Nokia to unveil first Windows phones
LONDON (Reuters) - The world's largest cellphone maker Nokia will unveil its first phones using Microsoft software on Wednesday, hoping they will kick-start a rescue of its ailing smartphone business.
Nokia is widely expected to launch two to three new models using the software, including the Searay which was first shown in a leaked video months ago and looks very similar to its current N9 handset.
The Finnish company, left in the dust by Apple and Google in the booming smartphone market, decided to ditch its aging Symbian platform in favor of Microsoft's software in a risky deal in February that spooked investors.
Nokia has not rushed with the new phones. Nimbler rivals HTC, Fujitsu and Samsung Electronics have beaten it with models using the latest Windows software, Mango.
Nokia and Microsoft have said they would focus on close co-operation with operators to support the platform.
"Operators really want to have another company on the scene: they don't want Google and Apple to rule the mobile universe," said Magnus Jern, chief executive of Barcelona-based mobile app development firm Golden Gekko.

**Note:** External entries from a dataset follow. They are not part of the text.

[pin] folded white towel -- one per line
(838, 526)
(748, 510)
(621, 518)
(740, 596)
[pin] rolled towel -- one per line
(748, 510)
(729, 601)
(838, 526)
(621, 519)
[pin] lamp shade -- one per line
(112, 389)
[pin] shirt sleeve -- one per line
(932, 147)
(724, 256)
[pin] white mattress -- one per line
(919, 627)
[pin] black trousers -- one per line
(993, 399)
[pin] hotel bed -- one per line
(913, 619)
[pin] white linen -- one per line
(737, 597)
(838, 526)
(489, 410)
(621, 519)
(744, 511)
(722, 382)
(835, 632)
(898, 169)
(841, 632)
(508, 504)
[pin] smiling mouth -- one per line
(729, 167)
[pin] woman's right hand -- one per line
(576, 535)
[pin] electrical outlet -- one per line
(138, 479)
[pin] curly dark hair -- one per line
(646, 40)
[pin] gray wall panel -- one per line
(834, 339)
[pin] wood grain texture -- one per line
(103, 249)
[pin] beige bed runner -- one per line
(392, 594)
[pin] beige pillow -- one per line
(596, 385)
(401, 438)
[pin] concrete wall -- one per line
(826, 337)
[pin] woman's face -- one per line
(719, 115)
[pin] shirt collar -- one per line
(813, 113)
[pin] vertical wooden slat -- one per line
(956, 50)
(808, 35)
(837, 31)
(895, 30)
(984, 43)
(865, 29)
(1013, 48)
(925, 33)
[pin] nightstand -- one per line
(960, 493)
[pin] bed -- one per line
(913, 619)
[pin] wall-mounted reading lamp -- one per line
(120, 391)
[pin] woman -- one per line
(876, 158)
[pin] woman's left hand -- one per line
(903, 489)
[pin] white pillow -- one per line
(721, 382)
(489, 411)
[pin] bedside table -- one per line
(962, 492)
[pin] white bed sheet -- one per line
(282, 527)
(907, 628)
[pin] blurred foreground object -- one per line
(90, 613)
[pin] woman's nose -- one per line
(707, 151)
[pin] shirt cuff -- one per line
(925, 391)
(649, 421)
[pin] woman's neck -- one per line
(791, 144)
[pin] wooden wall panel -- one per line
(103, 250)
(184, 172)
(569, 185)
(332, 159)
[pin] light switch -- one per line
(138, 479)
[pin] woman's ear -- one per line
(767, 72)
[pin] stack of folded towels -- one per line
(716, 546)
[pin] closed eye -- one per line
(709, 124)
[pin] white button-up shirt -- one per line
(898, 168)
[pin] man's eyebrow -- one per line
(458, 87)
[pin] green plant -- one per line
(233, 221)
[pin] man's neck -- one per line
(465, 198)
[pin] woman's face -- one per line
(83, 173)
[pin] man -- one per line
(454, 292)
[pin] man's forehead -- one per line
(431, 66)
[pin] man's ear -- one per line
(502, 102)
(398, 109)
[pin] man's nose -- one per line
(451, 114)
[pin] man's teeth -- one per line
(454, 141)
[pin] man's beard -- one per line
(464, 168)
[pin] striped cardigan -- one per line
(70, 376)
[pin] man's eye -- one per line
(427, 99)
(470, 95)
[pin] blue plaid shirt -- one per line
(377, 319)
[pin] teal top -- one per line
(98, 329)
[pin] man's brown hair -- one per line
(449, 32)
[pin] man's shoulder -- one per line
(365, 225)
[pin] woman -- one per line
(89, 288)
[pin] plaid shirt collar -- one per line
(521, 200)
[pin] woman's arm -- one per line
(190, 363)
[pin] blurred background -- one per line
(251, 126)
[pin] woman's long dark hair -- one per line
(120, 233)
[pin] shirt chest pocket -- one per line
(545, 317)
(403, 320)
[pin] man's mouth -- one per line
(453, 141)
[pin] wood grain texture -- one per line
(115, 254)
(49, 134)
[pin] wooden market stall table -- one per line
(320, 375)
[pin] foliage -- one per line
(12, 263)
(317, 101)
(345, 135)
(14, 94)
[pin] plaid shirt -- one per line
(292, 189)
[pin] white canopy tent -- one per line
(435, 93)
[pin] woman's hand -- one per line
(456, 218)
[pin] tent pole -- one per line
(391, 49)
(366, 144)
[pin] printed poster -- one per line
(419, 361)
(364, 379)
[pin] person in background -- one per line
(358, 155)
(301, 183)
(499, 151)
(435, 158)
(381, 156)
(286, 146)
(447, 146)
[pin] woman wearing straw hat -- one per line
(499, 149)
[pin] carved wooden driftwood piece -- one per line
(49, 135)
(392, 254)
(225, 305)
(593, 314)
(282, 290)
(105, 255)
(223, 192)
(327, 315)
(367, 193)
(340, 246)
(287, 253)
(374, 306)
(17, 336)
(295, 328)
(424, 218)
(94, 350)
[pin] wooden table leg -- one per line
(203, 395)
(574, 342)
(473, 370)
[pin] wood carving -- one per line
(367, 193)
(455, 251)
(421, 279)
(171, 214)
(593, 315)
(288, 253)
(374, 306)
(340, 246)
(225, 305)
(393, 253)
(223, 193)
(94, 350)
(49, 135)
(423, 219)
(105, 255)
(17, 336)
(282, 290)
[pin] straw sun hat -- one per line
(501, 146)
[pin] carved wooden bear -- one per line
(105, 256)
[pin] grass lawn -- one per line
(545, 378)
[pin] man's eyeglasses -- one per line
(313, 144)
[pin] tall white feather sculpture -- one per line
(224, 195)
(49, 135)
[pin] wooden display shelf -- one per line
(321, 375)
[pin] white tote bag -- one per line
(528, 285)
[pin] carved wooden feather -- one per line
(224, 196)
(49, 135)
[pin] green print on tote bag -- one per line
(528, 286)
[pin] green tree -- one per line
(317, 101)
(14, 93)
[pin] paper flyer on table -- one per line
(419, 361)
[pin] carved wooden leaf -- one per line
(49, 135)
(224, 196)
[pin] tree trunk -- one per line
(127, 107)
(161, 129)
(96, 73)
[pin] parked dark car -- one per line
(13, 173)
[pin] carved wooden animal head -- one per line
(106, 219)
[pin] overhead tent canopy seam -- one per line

Analyst Carolina Milanesi from research firm Gartner said Nokia should price its first models below those of Samsung and HTC, and then market them heavily.
"Price is going to be the key -- you need to give a bit of the carrot to consumers and developers," she said.
Nokia's market value has halved since February as investors are unsure whether it can ever regain the market share it has lost.
Its third-quarter results beat low expectations, sparking hopes that the company can survive a painful revamp, but smartphone sales still dropped 38 percent from a year ago.
Nokia said last week that its first Windows phone would reach selected markets this year, but declined to say whether more than one model would be launched this week.
With Microsoft software, Nokia hopes to gain the kind of attention Apple and Google have attracted from software developers that enrich their devices.
There are some initial positive signs.
"We are seeing Windows being acknowledged as platform No 3," said Golden Gekko's Jern, adding that Microsoft and Nokia, are subsidizing app development to kick-start the new platform.
"We are working on 10 applications of which five are paid by Nokia," Jern said.
Research firm Strategy Analytics expects Microsoft to double its share of the Western European smartphone market during 2012 to 12.3 percent, helped by the Nokia partnership.
The 12.3 percent forecast for Microsoft's software refers to its use across several mobile phone makers and compares with the much higher market share Nokia's Symbian platform alone previously enjoyed -- it controlled 41 percent of the West European market as recently as the first half of 2010.
The annual Nokia World media and industry event in London on Wednesday includes speakers from the world's largest carriers: China Mobile, Vodafone, Orange and MTN.